Running HNSW traversal with DOCK scoring

python ../hnsw/traverse_hnsw_dock.py --hnsw_path hnsw_out/hnsw_index --sql_path hnsw_out/node_info.db --n_to_score 100000 --redis_port 6378

This script will traverse 100,000 nodes of the HNSW using the actual DOCK score

Required inputs:
--hnsw_path is the path to the HNSW index
--sql_path is the path to the SQLite database mapping nodes to SMILES
--n_to_score is the number of molecules to score during the HNSW traversal

Optional inputs:
--device is the device to load the chemprop model to. Defaults to cpu
--redis_port is the port to use for the redis database which is used for traversal. Defaults to 6379

Running HNSW traversal with Chemprop models

All models at once:

../hnsw/traverse_all_models.sh --model_folders models/ --hnsw_path hnsw_out/hnsw_index --sql_path hnsw_out/node_info.db --n_to_score 100000

This bash script will simultaneously traverse 100,000 nodes of the HNSW with all chemprop models.

Required inputs:
--model_folders is the outermost folder that contains all of the sampled data (the output folder from the train/validation sampling step)
--hnsw_path is the path to the HNSW index
--sql_path is the path to the SQLite database mapping nodes to SMILES
--n_to_score is the number of molecules to score during the HNSW traversal

Note that this simultaneous traversal currently uses CPU only for Chemprop inference.

Individual models:

You can also traverse the HNSW with a single model with the following script. Again this is useful for submitting individual traversal jobs to an HPC.

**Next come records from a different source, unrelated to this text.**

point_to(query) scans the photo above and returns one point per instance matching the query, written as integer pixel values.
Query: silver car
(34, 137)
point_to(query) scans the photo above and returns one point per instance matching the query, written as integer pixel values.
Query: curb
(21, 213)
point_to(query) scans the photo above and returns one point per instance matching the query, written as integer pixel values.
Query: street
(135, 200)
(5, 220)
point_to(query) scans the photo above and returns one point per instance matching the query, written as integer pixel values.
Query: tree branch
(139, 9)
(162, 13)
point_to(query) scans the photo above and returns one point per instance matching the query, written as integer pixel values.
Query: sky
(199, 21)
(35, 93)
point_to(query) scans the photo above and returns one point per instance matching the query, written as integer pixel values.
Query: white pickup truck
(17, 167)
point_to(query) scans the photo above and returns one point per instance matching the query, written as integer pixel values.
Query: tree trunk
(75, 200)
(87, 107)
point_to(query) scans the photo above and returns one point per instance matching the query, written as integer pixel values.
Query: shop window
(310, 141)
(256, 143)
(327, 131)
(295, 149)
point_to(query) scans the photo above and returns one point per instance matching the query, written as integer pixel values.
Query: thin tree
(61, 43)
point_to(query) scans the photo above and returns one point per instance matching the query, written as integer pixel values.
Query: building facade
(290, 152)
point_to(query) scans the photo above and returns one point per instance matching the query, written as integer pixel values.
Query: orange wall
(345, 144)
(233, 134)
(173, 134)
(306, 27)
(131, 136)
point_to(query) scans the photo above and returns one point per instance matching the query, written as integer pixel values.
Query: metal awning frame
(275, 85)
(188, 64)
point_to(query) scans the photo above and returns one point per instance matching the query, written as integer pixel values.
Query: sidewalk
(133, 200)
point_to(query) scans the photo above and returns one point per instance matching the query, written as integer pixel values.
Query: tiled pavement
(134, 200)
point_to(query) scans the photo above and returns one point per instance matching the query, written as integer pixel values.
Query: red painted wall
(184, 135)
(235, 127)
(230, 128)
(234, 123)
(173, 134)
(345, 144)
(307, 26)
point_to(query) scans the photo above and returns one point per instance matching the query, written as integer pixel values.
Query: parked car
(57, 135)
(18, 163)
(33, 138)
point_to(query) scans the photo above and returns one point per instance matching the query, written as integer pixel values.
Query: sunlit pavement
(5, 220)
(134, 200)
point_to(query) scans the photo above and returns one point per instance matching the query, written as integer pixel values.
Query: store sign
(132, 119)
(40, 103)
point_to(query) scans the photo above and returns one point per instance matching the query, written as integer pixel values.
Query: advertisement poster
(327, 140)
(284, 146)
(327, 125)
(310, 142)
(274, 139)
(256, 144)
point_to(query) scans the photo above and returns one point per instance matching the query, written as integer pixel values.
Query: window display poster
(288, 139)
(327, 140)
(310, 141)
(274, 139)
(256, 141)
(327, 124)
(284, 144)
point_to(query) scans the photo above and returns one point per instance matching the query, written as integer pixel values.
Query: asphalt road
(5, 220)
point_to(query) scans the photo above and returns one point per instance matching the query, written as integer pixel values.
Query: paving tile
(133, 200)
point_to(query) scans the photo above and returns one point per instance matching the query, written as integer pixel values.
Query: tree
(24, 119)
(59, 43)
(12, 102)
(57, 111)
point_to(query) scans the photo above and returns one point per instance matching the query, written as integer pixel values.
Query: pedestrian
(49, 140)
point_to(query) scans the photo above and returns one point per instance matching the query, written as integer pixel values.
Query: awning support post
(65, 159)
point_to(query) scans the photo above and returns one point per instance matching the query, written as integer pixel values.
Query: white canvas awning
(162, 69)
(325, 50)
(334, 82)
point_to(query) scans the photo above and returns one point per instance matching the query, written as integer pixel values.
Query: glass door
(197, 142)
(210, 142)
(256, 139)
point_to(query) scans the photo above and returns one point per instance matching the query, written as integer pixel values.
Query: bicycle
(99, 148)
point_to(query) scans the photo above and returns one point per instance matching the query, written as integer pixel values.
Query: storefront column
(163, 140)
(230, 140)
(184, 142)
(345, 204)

python ../hnsw/traverse_hnsw_chemprop.py --model_folder models/random/12000/0 --hnsw_path hnsw_out/hnsw_index --sql_path hnsw_out/node_info.db --n_to_score 100000

For example, this script will traverse 100,000 nodes of the HNSW using just the first replicate of the random sampling dataset of 12,000 molecules.

Required inputs:
--model_folder is the individual folder containing the chemprop model used for traversal
--hnsw_path is the path to the HNSW index
--sql_path is the path to the SQLite database mapping nodes to SMILES
--n_to_score is the number of molecules to score during the HNSW traversal\

Optional inputs:
--device is the device to load the chemprop model to. Defaults to cpu
--redis_port is the port to use for the redis database which is used for traversal. Defaults to 6379

Getting the best scoring nodes

python ../hnsw/get_best_node_keys.py --sql_path hnsw_out/node_info.db --fraction_for_best 0.0001

This script will find which nodes in the HNSW correspond to the best 0.01% scoring molecules.

Required inputs:
--sql_path is the path to the SQLite database mapping nodes to SMILES
--fraction_for_best is the fraction of the nodes in the HNSW to consider as the "best-scoring". Ex. 0.0001 means that the top 0.01% scoring nodes are the "best-scoring"

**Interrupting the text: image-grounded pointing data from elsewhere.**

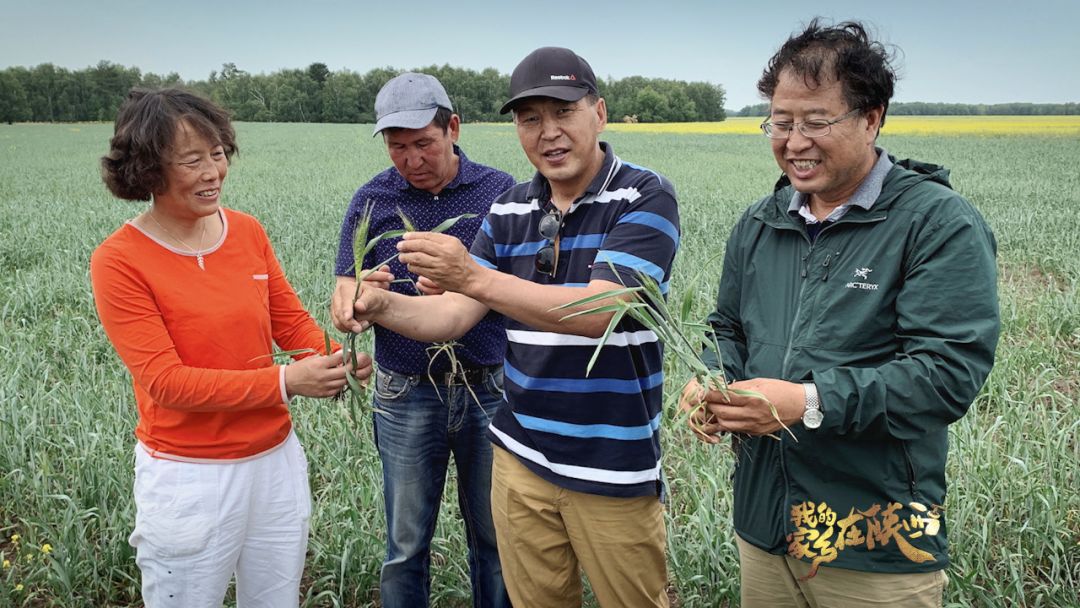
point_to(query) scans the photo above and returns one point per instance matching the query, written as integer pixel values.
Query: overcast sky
(989, 51)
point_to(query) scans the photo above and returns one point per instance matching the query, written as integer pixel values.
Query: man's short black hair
(845, 53)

Getting HNSW traversal enrichment of the best scoring nodes

python ../hnsw/get_traversal_enrichment.py --top_node_path hnsw_out/best_nodes --model_folders models/ --dock_traversal hnsw_out/hnsw_traversal

This script will generate the enrichment plots of the best scoring nodes during HNSW traversal for each of the chemprop traversals as well as the DOCK score traversal. The output will be in each models folder as hnsw_enrichment_plot.png as well as hnsw_enrichment_plot_data.pkl which contains a tuple of the x,y coordinates of the plot.

Required inputs:
--top_node_path is the path to the best nodes from the last step.
--model_folders is the outermost folder that contains all of the sampled data (the output folder from the train/validation sampling step)

Optional inputs:
--dock_traversal is the path to the HNSW traversal performed with the docking scoring function.
--enrichment_save_frequency defaults to 100. It is the frequency with which to save the coordinates of the enrichment curve to reduce the number of coordinates for plotting.